¿Sabes cómo me siento?, preguntó Maggie sobre la pantalla panzona de mi televisor a blanco y negro, de tanto que Brick, su marido, la rechazaba. Brick no dijo ni pío, apeó sus muletas y se quedó viendo el fondo del vaso de whisky que llevaba en la mano. Todo el tiempo me siento como una gata sobre una calamina caliente, espetó. Brick viró como un toro enfurecido. Pues salta de ese techo, Maggie, gritó, salta, ¡hazlo! Los gatos siempre caen de pie. Saltar dónde, para qué, respondió Maggie con la voz a punto de quebrarse. Tragué saliva. Acomodé el cuerpo para ver mejor la escena. Me arropé. Ovillé el cuerpo bajo las frazadas de mi cama y espantar el frío huancaíno y nocturno de mi habitación. Búscate un amante, Maggie, dijo Brick y bebió un largo trago de whisky. Qué perro este perro, dije para mí. Ella se dio vuelta y tomó su cartera. Le dijo que no merecía nada de eso, que lo amaba, pero que ya era suficiente, que podría vivir sin él. Caminó hasta la puerta rumiando su hastío. Yo voy a ganar, dijo. Ganar qué, retrucó Brick con una sonrisa cachasienta antes de que ella llegara al pórtico. ¿Cuál es la victoria de una gata sobre un techo caliente? Maggie dio vuelta. Lo miró en silencio. Soportar, respondió luego de unos segundos, soportar sobre ese techo todo el tiempo que sea posible. Abrió la puerta y se despidió con un beso volado. Tragué saliva otra vez. Alañora, dije, creyendo que aquel beso era para mí.

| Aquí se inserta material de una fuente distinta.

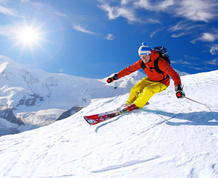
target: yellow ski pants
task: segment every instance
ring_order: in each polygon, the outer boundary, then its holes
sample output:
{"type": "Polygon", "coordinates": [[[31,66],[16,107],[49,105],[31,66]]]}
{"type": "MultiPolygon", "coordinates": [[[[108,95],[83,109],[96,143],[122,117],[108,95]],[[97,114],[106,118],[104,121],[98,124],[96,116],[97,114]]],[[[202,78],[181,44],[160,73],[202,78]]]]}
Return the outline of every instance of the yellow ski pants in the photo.
{"type": "Polygon", "coordinates": [[[141,109],[154,94],[165,89],[167,89],[166,85],[161,82],[150,81],[148,77],[145,77],[133,86],[126,103],[134,103],[136,107],[141,109]]]}

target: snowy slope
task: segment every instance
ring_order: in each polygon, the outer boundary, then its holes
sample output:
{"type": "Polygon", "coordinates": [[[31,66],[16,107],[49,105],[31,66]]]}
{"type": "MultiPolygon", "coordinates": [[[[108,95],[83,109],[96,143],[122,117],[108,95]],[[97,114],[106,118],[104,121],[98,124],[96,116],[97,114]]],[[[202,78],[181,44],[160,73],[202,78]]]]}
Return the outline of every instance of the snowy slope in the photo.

Yo era un escolar de 15 años. Maggie The Cat, en cambio, era Elizabeth Taylor, en el tiempo que Liz Taylor era Liz Taylor. Tenía el cabello negro y ondeado enmarcando su rostro de ángel, los ojos color violeta muriéndose de pena y el lunar negro en el punto exacto de la mejilla derecha. Que Julia Roberts, que Jenifer Aniston, ni que ocho cuartos. Eran tiempos de divas vivientes. De Sofía Loren, de Natalie Wood, de Ingrid Bergman. Tiempos de películas en que ellas habían ganado el globo de oro, el oscar a la mejor actriz. Tiempos en los que ellas te seducían en las pantallas de televisión a media noche, te conmovían, te hacían llorar.

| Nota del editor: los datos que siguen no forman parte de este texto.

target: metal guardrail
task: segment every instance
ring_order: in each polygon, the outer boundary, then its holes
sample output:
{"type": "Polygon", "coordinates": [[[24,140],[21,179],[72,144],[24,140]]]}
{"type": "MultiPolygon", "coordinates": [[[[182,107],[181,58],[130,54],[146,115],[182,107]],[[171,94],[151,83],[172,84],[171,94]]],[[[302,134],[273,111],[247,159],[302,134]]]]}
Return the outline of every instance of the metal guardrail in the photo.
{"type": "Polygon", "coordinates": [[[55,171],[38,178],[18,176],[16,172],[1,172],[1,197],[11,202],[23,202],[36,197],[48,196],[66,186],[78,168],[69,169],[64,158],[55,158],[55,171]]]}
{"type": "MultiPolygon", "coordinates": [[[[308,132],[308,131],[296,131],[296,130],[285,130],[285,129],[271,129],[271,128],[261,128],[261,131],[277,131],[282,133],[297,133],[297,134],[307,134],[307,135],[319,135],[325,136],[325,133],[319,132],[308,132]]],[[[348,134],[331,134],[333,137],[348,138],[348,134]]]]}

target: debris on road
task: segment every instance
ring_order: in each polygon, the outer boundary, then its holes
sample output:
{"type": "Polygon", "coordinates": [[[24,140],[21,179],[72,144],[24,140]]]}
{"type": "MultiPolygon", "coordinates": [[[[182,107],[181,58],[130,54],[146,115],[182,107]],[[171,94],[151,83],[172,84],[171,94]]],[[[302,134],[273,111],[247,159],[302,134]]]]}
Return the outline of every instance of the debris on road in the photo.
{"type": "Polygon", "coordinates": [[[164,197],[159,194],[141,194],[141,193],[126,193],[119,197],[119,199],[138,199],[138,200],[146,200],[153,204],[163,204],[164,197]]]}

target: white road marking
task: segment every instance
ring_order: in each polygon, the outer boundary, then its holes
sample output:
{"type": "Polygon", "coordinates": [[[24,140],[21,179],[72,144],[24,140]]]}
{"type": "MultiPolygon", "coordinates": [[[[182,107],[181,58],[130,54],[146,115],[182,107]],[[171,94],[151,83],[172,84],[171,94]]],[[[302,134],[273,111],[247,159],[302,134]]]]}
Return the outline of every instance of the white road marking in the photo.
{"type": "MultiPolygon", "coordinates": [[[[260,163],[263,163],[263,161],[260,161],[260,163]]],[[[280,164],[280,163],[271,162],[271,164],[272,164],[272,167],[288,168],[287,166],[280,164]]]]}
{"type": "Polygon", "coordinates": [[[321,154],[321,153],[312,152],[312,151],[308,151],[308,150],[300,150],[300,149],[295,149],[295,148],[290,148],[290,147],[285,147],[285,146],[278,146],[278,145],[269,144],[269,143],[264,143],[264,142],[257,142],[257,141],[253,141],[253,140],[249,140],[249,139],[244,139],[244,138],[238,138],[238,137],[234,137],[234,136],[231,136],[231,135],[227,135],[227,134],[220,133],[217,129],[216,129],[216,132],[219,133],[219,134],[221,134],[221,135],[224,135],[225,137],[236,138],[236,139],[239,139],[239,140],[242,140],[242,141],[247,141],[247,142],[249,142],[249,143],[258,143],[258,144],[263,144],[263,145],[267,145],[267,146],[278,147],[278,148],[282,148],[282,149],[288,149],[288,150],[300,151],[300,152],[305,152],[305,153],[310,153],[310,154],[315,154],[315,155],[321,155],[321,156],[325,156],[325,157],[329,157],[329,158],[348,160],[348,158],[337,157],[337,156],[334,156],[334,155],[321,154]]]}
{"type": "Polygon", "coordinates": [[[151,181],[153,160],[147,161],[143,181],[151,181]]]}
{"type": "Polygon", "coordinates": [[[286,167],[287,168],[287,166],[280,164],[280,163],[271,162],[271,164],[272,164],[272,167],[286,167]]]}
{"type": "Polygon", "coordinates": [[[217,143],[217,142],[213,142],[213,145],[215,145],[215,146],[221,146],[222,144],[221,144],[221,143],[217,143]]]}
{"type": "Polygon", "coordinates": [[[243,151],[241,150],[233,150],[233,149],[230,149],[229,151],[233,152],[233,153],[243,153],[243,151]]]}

El resto de la película maldije al soquete de Brick (Paul Newman). Y lo envidié como el que más cuando, sobre el final, un veinteañero Newman, caminó hasta ella, la tomó por la cintura, la besó como un poseso y la tumbó a la cama para (se supone) hacerle el amor. The End. Maggie ganó. Apagué el televisor con su rostro en mi mente y me eché a dormir. Recuerdo que al día siguiente amaneció soleando en Huancayo. Recuerdo que mi tío Juan descargaba su camión en la cochera, y recuerdo que no se podía salir a la calle por causa de un paro armado senderista en todo el departamento de Junín. Maldito Brick, malditos años. Poco a poco, inexorablemente, también las musas se van.